In known speech signal coding methods, a quantization error arises which
impairs the quality of the speech signal. In speech coding there is thus a
great need to develop kinds of systems which are capable of providing more
effective coding in the transmitter. On the other hand, there is a need to
develop systems that are capable of improving the quality of the received
speech signal during decoding.
In order to carry out the encoding of speech a number of methods have been
presented, which seek to provide efficient coding by processing the error
signal of the parametric model before quantizing in such a way that a low
bit rate can be used to Transmit the error signal. One such method has
been presented in U.S. Pat. No. 4,752,956. It deals with a Residual
Excitation Linear Prediction (RELP)-type coder in which the residual
signal is supplied to a lowpass filter that lowers the sample frequency
(decimation). Decimation does indeed serve to reduce the bit rate, but
this nevertheless causes in the decoded speech an audible "metallic"

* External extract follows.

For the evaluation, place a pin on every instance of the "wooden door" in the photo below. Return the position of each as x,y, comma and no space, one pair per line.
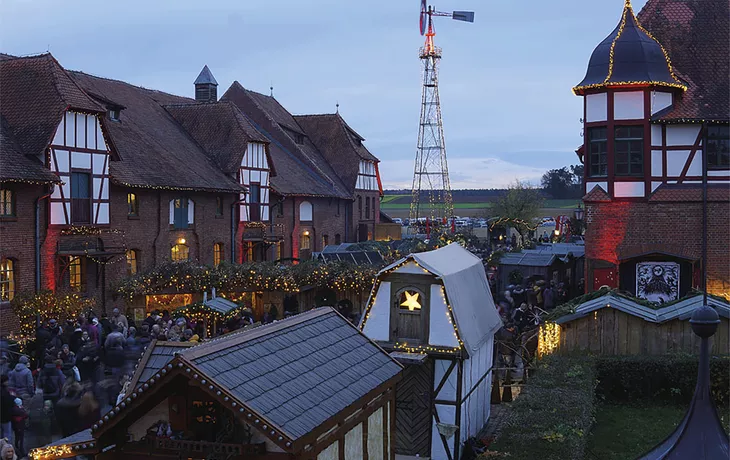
413,410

background noise that is also called "tonal noise". To eliminate this, the
patent proposes the addition to the encoder of the functions of the
decoder. That is to say, in accordance with the speech production model
used to synthesize the speech signal, as well as of a second LPC analyser
whose input is the speech signal synthesized by means of the speech
production model that has been added. This added LPC analyser produces
other prediction parameters that describe the characteristics of the
short-term spectrum of the decoded speech signal. The frequency
characteristics of the residual signal of the speech band are shaped
according to the calculated second set of predictive parameters in such a
way that a more efficient quantization is provided for the residual
signal. A further addition to the decoder is an LPC analyser that
calculates a third set of predictive parameters which, together with the
primary predictive parameters obtained from the encoder, shape the
frequency characteristics of the decoded signal. The arrangement
eliminates the bothersome metallic background noise, or tonal noise, and
enables a reduction in the bit rate.
On the other hand, methods have been developed for speech coding, in which
in the encoding a search is made for an efficient quantized representation
for the modelling error by means of so-called analysis-synthesis
processing. The methods are intended for coders of the CELP type. An
example of this is U.S. Pat. No. 4,817,157, which focuses primarily on how
the excitation vector can be formed without going through all possible
excitation vectors which can be formed by means of the code book.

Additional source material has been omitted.